Savaş bitmiş ve bölgede yaşayan halklara Dayton anlaşması neticesinde içi boş ortak yaşam safsatası dayatılmıştı. Ülkenin yüzde 49'u Republika Srpska bölgesine verilmişti. Savaş sonrası evleri burada kalan Müslümanlar güvenlik sağlanamadığı için geri dönemiyorlardı. Dayton Müslümanlar aleyhine yapılan bir anlaşmaydı. Bosna Entelektüelleri Formu'nun Başkanı Suad Kurtcehaic bize Dayton anlaşmasının geçersiz olduğunu anlattı. Bunu ancak Strazburg'da bulunan Uluslararası İnsan Hakları Mahkemesi engelleyebilir, verilen tüm kararları geçersiz ilan edebilir dedi. Bu anlaşmada Almanya'nın etkisinin büyük olduğunu belirtiyor. Suad Bey, Republika Srpska diye bir kantonun varlığını kabul etmiyor. Legal değil diyor. Düşünsenize Sırplar soykırım yaptıklarını bile kabul etmiyor ve sizler bunlarla masaya oturmak zorunda bırakılıyorsunuz.

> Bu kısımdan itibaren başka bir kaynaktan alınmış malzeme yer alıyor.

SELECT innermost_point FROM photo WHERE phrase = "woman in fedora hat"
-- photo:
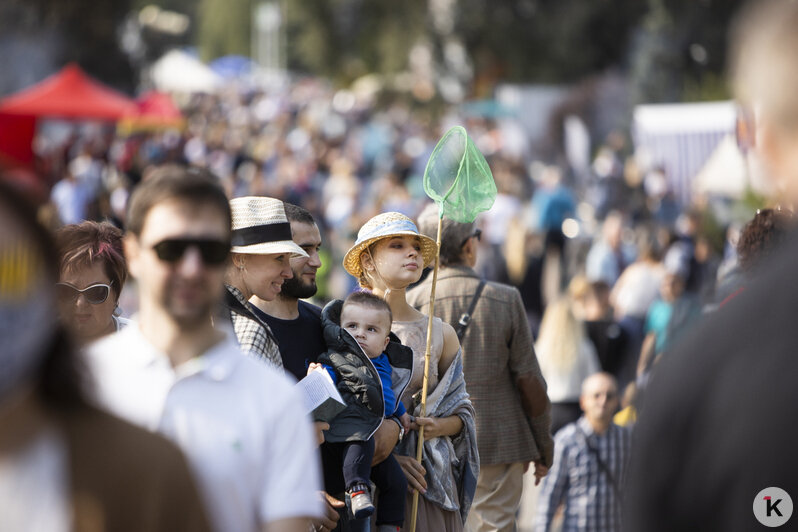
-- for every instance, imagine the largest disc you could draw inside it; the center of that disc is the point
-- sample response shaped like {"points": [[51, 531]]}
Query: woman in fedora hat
{"points": [[260, 253], [388, 256]]}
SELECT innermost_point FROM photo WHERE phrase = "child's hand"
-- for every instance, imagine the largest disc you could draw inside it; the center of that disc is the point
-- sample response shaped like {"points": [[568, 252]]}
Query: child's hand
{"points": [[315, 366], [405, 420]]}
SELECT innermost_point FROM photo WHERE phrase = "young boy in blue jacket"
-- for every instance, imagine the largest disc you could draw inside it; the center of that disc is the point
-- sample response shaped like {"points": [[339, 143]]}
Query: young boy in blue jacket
{"points": [[371, 369]]}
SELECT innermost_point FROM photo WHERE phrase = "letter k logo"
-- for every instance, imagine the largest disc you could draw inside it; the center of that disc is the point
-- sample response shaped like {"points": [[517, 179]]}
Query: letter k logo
{"points": [[772, 507]]}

O kadar cinayet, soykırım ve tecavüz olayından sonra Sırp komşuya nasıl güvenilecek? Bir gecenin sabahında canavarlaşan bir kişiyle yanyana nasıl yaşanılacak?
Boşnaklar her türlü olumsuzluklara rağmen sabır ve inançlarından hiç bir şey kaybetmemişler. Ülkelerini yeniden inşa etmek için azimle çalışıyorlar. Kin ve nefret duygusu onlar yabancı kavramlar. Liderleri Alija´nın tarihe kazınan o sözleri onlara çok şeyler öğretmişti. Belleklerinde yerini almıştı:
"Biz de zalimlerden olursak, zulme karşı savaşmamızın bir anlamı kalmaz. Kitaba uyacağız."
Bu kez Bosna'ya farklı bir şekilde gittik. Bölgenin siyasi ve dini liderleriyle görüşme imkanı bulduk. Almanya BIG Partisi Genel Başkanı Sayın Haluk Yıldız ve beraberindeki heyetle bir dizi görüşmeler yürüttük. Almanya'da yaşayan Müslüman azınlığın ferdleri olarak Balkanlardan neler öğrenebiliriz, onlara nasıl katkı sunabilir veya neler alabiliriz, bunları tartıştık. Sonuçta Almanya'da küçüksenmeyecek sayıda Balkan ülkelerinden gelen Müslüman bir kitle var. Çoğu Bosna ve Kosova savaşlarından sonra 90'lı yıllarda Almanya, Avusturya ve İsviçre ağırlıklı olmak üzere bu ülkelere göç ettiler. Bir bölümü de Türkiye'ye gitti.
Almanya'da resmi olarak 500 bin civarında Boşnak yaşıyor. Sayıları az da olsa savaştan sonra ülkelerine geri dönenler oldu. Bosna Hersek devlet yetkilileri geri dönmeleri için sürekli çağrıda bulunuyor.
Bosna herhalükarda Almanya başta olmak üzere Batı dünyasının denetimi ve gözetimi altında. Sürekli izleniyor. Oradaki her türlü değişim yakından takip ediliyor. Bizlere, özellikle Batı Avrupalı müslümanlara düşen görev kardeşlerimizi yanlız bırakmamak ve her alanda işbirliğini güçlendirmek. Allah muhafaza ikinci bir Balkan krizi Filistin'e benzer hatta daha da beter bir yapı oluşturur, bu da kimsenin işine gelmez.